Let $G$ be a locally finite, connected graph. Then $G \times G$ has 1 end.
This is true, if, for example, we consider $G$ to be a Cayley graph of $\mathbb{Z}$, just by looking at $\mathbb{Z}^2$, which is "obviously" single ended.
I cannot think of a rigorous argument for why $G \times G$ is single ended. If you remove a compact set $K$, you can always go around the points of $K$ in some way to get between points in $G \times G - K$. But how, exactly?
I will assume $G$ is infinite; otherwise $G\times G$ is compact and has no ends.

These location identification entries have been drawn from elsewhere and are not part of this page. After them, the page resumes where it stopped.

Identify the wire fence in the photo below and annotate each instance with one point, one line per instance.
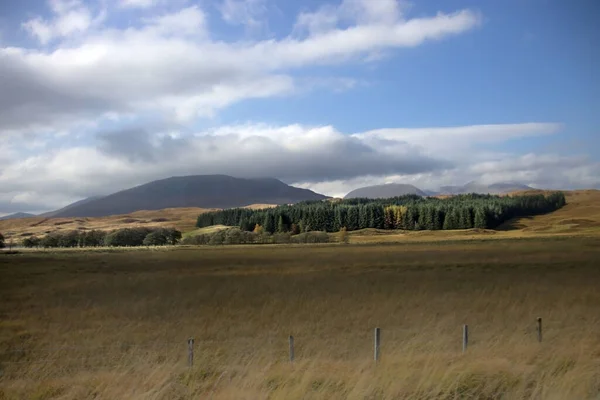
(278, 346)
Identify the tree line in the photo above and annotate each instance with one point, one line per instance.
(126, 237)
(409, 212)
(237, 236)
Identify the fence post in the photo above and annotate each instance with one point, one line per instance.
(191, 352)
(291, 338)
(377, 343)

Suppose $K\subset G\times G$ is compact. We may assume that in fact $K=H\times H$ for some finite full subgraph $H$ of $G$ (just take the full subgraph on the vertices of all the edges which intersect $K$; here we use the assumption that $G$ is locally finite to guarantee that the full subgraph on finitely many vertices is finite). Now suppose $x,y\in G\times G-K$. Each of $x$ and $y$ must have at least one coordinate which is not in $H$; let us suppose $x=(a,b)$ and $y=(c,d)$ where $a,c\not\in H$ (the other cases are similar). Pick a point $e\in G-H$. In $G\times G-K$, we can then find a path from $(a,b)$ to $(a,e)$ (take a path from $b$ to $e$ on the second coordinate), a path from $(a,e)$ to $(c,e)$ (take a path from $a$ to $c$ on the first coordinate), and a path from $(c,e)$ to $(c,d)$ (take a path from $e$ to $d$ on the second coordinate). Concatenating these, we get a path from $x=(a,b)$ to $y=(c,d)$, so $G\times G-K$ is connected.
(Note that for general compact $K$ not of the form $H\times H$, $G\times G-K$ may not be connected--only the complement of its bounded components is connected.)